東北大学大学院生命科学研究科 植物分子育種分野 渡辺研究室

植物科学、死の谷、農業への応用。。。(5/29)

2010年5月29日 (土)

 以前にもお知らせしましたが、日本学術会議主催で「植物を活かす--植物を利用したグリーンイノベーションに向けて--」というシンポジウムに参加しました。学会、産業界、アカデミアからのプレゼンのあとに、パネルディスカッションがありました。21世紀の産業を支えるために、「植物をどう活かせばよいか。」ということで、食糧、エネルギー、材料、医薬など様々な現状、提案がありました。大盛況で300人収容の会場に490人だったそうです。

DSCN4262.JPG 興味深かったのは、共同研究を行うことは投資と同じくらいの効果があると。。。これまで数多くの共同研究をやってきた渡辺としては、とても心強く感じた言葉でした。また、アカデミアにいる場合、どうしても基礎をやる方が評価が高い。ただ、応用もやらないと、「税金」という研究費を使っている限りは、という面もある。その点、科研費の申請書のところに、研究費は税金から来ているので、国民への還元は??という欄がある。その意味で、きちんとした説明責任を果たしながら、アウトリーチという教育活動ができればと思った次第です。

DSCN4263.JPG また、よく言われることに、基礎と応用の間には、「死の谷(The Valley of Death)」があると。たとえば、シロイヌナズナの研究をBrassica植物、作物に応用するのは、容易でないと。。。たしかに。。渡辺の場合は、アブラナの研究から、シロイヌナズナも使うようになったので、あまり実感していませんでしたが、栽培面積など、大きく違いすぎるのは明白です。でも、自家不和合性研究の場合、やはり、Brassicaを使って研究をするという醍醐味はあると思っています。また、キャベツの仲間には、ブロッコリーなど形も多様ですし。。。

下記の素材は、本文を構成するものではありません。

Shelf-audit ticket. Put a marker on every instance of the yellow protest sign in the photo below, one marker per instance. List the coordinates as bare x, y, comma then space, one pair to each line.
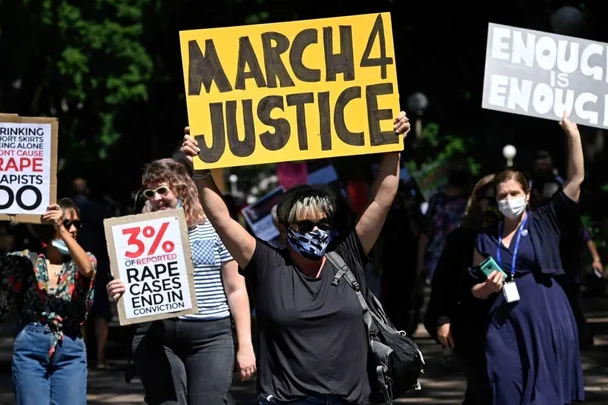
291, 91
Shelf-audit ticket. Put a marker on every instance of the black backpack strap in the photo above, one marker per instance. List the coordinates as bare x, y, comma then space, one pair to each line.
377, 348
33, 257
343, 271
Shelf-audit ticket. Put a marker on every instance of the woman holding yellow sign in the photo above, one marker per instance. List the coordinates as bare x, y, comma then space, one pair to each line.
314, 344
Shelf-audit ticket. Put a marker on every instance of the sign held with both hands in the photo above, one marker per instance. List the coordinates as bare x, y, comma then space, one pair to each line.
151, 254
291, 91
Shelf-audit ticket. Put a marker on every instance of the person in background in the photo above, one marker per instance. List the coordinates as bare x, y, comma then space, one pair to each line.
52, 292
544, 176
444, 213
190, 360
399, 278
313, 342
92, 238
454, 317
531, 345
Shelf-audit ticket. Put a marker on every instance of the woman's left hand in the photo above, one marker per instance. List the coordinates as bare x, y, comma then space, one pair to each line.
402, 124
245, 362
54, 214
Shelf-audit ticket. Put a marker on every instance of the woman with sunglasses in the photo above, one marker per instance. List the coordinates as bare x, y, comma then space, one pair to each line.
313, 342
52, 292
190, 360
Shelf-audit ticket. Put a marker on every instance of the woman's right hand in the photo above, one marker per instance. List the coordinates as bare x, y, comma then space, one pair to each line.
189, 146
492, 285
116, 289
494, 282
444, 334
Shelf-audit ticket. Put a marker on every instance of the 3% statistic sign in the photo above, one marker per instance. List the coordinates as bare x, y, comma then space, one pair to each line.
151, 254
148, 233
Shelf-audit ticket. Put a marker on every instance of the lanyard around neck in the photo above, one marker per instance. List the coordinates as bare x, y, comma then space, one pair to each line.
501, 230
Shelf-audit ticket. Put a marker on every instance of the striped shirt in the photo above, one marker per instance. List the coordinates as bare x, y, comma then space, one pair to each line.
208, 254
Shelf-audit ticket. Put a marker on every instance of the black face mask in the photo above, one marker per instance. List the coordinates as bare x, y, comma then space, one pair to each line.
459, 178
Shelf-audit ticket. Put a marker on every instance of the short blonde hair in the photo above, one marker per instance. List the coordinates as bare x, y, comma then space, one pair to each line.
304, 198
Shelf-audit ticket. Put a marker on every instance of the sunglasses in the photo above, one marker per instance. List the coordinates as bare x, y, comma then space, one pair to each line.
150, 193
306, 226
68, 224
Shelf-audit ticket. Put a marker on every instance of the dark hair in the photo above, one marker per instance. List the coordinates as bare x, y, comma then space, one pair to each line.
46, 232
510, 174
303, 197
473, 213
139, 201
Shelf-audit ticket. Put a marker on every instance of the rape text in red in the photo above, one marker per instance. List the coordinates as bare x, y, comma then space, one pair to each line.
21, 164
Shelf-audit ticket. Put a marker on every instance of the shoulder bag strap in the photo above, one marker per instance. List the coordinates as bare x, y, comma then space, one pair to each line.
343, 271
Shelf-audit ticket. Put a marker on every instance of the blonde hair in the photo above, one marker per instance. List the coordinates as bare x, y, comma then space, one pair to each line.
473, 213
302, 199
175, 175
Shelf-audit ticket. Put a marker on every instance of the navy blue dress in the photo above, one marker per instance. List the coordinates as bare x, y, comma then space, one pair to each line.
532, 345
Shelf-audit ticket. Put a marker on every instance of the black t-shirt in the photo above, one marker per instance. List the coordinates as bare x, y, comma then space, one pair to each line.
312, 337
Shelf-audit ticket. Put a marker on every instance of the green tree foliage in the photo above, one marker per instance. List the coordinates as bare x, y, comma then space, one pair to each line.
81, 61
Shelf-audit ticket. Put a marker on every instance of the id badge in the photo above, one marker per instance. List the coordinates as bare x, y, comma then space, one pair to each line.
510, 291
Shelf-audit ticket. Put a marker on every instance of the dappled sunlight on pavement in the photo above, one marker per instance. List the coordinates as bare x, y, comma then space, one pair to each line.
438, 386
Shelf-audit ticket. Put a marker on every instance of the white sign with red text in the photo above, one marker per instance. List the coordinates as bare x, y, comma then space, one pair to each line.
151, 254
25, 168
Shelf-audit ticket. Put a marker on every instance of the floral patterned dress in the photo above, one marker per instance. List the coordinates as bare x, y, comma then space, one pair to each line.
24, 289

DSCN4259.JPG 植物科学というか、生命科学にイノベーションというのが、もちろんあるべきとは思いますが、工業製品のように、パーツ取り替えのようなことができるわけではない。また、物理、数式で示せるような単純さもない。まさに、生命体という曖昧なものをどのようにコントロールするかということを、周りと共有して、発展させることが重要かなと。つい、先日も、同じようなことばを師匠の日向先生から頂いたことを思い出しました。自家不和合性のイノベーションといえば、CO2で自家不和合性が打破されるというのが、中西先生と日向先生によって見つけられて、40年を超えるのでしょうか。。。でも、その基礎科学というか、なぜ、それで打破されるのかということはわかっていません。これを解決するのも、残された渡辺の20年の研究期間の使命と実感した1日でした。